/Adult-Census-Income-Prediction

In this project, we will predict the income of an adult based on 1194 Census Bureau database.

Primary LanguageJupyter Notebook

Adult's Income Prediction

This data was extracted from the 1994 Census bureau database by Ronny Kohavi and Barry Becker (Data Mining and Visualization, Silicon Graphics). A set of reasonably clean records was extracted using the following conditions: ((AAGE>16) && (AGI>100) && (AFNLWGT>1) && (HRSWK>0)).
The prediction task is to determine whether a person makes over $50K a year.

DATA DEFINATION

The Adult's Income dataset is collected from kaggle using this https://www.kaggle.com/uciml/adult-census-income.
This dataset has 48842 rows × 15 columns.

  1. age: continuous.
  2. workclass: Private, Self-emp-not-inc, Self-emp-inc, Federal-gov, Local-gov, State-gov, Without-pay, Never-worked.
  3. fnlwgt: continuous.
  4. education: Bachelors, Some-college, 11th, HS-grad, Prof-school, Assoc-acdm, Assoc-voc, 9th, 7th-8th, 12th, Masters, 1st-4th, 10th, Doctorate, 5th-6th, Preschool.
  5. education-num: continuous.
  6. marital-status: Married-civ-spouse, Divorced, Never-married, Separated, Widowed, Married-spouse-absent, Married-AF-spouse.
  7. occupation: Tech-support, Craft-repair, Other-service, Sales, Exec-managerial, Prof-specialty, Handlers-cleaners, Machine-op-inspct, Adm-clerical, Farming-fishing, Transport-moving, Priv-house-serv, Protective-serv, Armed-Forces.
  8. relationship: Wife, Own-child, Husband, Not-in-family, Other-relative, Unmarried.
  9. race: White, Asian-Pac-Islander, Amer-Indian-Eskimo, Other, Black.
  10. sex: Female, Male.
  11. capital-gain: continuous.
  12. capital-loss: continuous.
  13. hours-per-week: continuous.
  14. native-country: United-States, Cambodia, England, Puerto-Rico, Canada, Germany, Outlying-US(Guam-USVI-etc), India, Japan, Greece, South, China, Cuba, Iran, Honduras, Philippines, Italy, Poland, Jamaica, Vietnam, Mexico, Portugal, Ireland, France, Dominican-Republic, Laos, Ecuador, Taiwan, Haiti, Columbia, Hungary, Guatemala, Nicaragua, Scotland, Thailand, Yugoslavia, El-Salvador, Trinadad&Tobago, Peru, Hong, Holand-Netherlands.

METHODS

In this project, we have employed the following steps:

  1. Data Collection
  2. Data Cleaning
  3. Data Analysis
  4. Data Preprocessing(Preparation)
  5. Model Training
  6. Performance Evaluation

We have implemented the following models:

  1. SVM
  2. Logistic Regression
  3. Naive Bayes

PERFORMANCE EVALUATION

We have calculated the performance by calculating Precision, Recall , True positive/negative for all the models and built a Confusion Matrix for the same.

RESULTS

  1. Gender Distribution based on Income

gender

  1. Education Count

Education_Count

  1. Age Vs Marital Status

AgeVsMarital_Status

MODEL EVALUTATION

Here is the tabular view of Accuracy and Time taken to run the model -

Model Accuracy Time
Logistic Reg - Oversampled 83.2% 824.2s
Logistic Reg - Undersampled 82.5% 102.9s
Logistic Reg - SMOTE 83.7% 848s
SVM - Oversampled 83% 303.9s
SVM - Undersampled 81% 22.89s
SVM - SMOTE 84% 300.4s
Naive Bayes - Oversampled 76% 23.41s
Naive Bayes - Undersampled 76% 3.69s
Naive Bayes - SMOTE 85% 23.67s

CONCLUSION

  1. Only a few of the traits are closely associated to income projection, according to the correlation table.
  2. The choice of such columns has a big impact on the model's accuracy.
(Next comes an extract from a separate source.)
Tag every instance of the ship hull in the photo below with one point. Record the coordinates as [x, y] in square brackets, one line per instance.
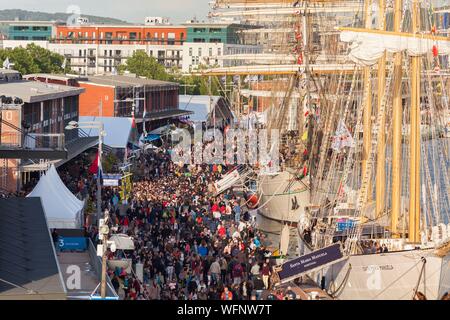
[388, 276]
Random Forest is also the best fit for this dataset. Males have a higher rate of incorrect predictions than females.
  3. The dataset does not have to be perfect or small all of the time. As a result, we must define a method, a method that can be applied to every dataset.
  4. Here is a step-by-step explanation of the workflow, which you may apply to your own dataset.
  5. Also, different types of visualizations effectively portray data based on a combination of attribute types (numerical, categorical) and a classification technique that is totally reliant on the dataset.